Two markets are conspicuously absent at launch: the European Union and China, both held back by regulatory constraints. In the EU, the Digital Markets Act and data governance rules complicate a system that routes user queries to a third party cloud, even an encrypted one. China brings its own set of data localization and approval hurdles. For hundreds of millions of users in those regions, the rebuilt assistant will not arrive on the first wave, a gap that undercuts the "everywhere, for everyone" framing Apple prefers.
Tim Cook has since held what late June and early July 2026 reporting described as "constructive" talks with EU regulators over the Siri AI launch, a sign Apple is working to shorten that exclusion rather than accept it. The outcome of those conversations will determine how quickly the European gap closes.
Cook's Final Keynote as Chief Executive
WWDC 2026 carried a second headline beyond the assistant. It marked Tim Cook's final keynote as Apple CEO before he transitions to executive chairman on September 1, 2026. That Cook chose to close out his run as chief executive by unveiling an assistant whose smartest answers come from Google's model and Nvidia's chips is a fitting bookend for a tenure defined as much by supply chains and partnerships as by invention.
The strategic bet embedded here is that owning the experience matters more than owning every layer beneath it. Apple designs the routing, the privacy framework, the on device tier, and the user facing product. It licenses the frontier model and rents the GPUs. If confidential compute holds up and users cannot tell the difference between an answer from Cupertino and one from a Google data center, Apple gets a frontier assistant without a frontier lab, and the dependency stays invisible.

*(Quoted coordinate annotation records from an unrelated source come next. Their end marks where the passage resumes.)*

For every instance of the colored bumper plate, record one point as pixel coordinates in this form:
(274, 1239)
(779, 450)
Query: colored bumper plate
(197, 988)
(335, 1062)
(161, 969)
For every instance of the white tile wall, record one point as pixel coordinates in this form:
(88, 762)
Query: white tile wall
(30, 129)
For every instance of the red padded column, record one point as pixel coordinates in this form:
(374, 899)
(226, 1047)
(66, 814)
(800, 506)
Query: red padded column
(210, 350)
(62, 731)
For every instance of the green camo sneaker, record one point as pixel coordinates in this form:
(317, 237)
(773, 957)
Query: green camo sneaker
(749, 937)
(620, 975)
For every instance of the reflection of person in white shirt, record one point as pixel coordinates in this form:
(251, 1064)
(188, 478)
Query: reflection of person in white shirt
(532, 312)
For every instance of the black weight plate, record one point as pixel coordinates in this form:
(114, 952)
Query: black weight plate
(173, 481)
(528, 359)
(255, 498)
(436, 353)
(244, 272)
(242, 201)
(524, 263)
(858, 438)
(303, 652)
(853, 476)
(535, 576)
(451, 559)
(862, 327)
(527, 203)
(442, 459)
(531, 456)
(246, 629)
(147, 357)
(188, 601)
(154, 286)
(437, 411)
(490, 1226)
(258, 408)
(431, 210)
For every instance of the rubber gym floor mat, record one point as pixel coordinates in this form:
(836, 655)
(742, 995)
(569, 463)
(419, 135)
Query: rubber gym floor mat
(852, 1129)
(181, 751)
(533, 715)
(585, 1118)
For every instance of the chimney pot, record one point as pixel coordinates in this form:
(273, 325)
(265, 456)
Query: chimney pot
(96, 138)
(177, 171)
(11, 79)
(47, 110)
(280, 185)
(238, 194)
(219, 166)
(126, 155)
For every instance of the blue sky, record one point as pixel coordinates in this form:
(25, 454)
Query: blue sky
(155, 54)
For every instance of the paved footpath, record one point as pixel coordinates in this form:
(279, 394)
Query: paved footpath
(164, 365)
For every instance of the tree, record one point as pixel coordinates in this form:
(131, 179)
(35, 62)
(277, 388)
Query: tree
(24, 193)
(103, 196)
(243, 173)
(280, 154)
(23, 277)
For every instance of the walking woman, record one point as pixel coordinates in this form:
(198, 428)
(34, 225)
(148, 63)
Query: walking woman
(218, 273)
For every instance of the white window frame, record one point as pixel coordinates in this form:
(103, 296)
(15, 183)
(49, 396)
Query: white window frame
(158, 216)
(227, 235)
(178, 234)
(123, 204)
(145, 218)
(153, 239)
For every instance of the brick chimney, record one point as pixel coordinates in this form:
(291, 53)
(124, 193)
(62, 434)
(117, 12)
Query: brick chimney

Stakes for Apple's Next Chapter
The risk is the mirror image. Apple has tied a core, brand defining feature to a competitor's model and a third party's hardware, at a reported cost near $1 billion a year, and any stumble in that pipeline, technical, contractual, or regulatory, now touches the iPhone's headline assistant. The Apple Siri Nvidia Blackwell deal is a wager that renting the hardest part of intelligence is smarter than building it. The beta later this year, and the incoming CEO who inherits the arrangement, will start settling whether that wager pays off.